En même temps, d’autres membres de QS sortaient du congrès découragés. Leur pire crainte est qu’en tournant le dos au PQ, les libéraux et les caquistes en soient les premiers bénéficiaires. Auquel cas, QS se retrouverait sans nouveau mode de scrutin – pourtant la clé de son expansion. Les effets nocifs de l’austérité ne seraient pas renversés. L’élection de candidats solidaires en régions n’en serait aussi que plus difficile.


Or, selon Radio-Canada, il y a quelques semaines, les partis souverainistes, dont QS et le PQ, auraient signé une entente sur une feuille de route commune sur l’indépendance. Gardée secrète à la demande de QS, sa publication aurait-elle changé le vote de son congrès? On ne le saura jamais.


Seul


À l’opposé, le désir de changement monte chez les Québécois, mais aussi pour des alliances transpartisanes. Selon le dernier sondage Léger/Le Journal-Le Devoir, une alliance QS-PQ rallierait 49 % des francophones, dont 87 % des électeurs péquistes et solidaires.


La décision de QS laisse le PQ seul face à son destin. Un destin incertain dont il est le premier responsable.

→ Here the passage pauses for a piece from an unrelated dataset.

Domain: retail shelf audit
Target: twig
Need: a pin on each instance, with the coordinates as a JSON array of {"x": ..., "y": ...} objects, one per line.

Il y a toutefois de ces moments où l’intérêt national doit passer avant les intérêts partisans. Un pacte passager entre QS et le PQ aurait pu être un de ces rares moments.


Libérés d’une telle alliance, Philippe Couillard et François Legault ont dû sabrer le champagne. Le premier ne trouvera aucun bloc uni contre lui. Le second voit enfin poindre des «conditions gagnantes» aptes à le rapprocher de son but: remplacer le PQ comme solution de rechange aux libéraux.


À moins d’un revirement majeur, la CAQ et QS s’apprêtent à se faire un festin des électeurs péquistes déçus.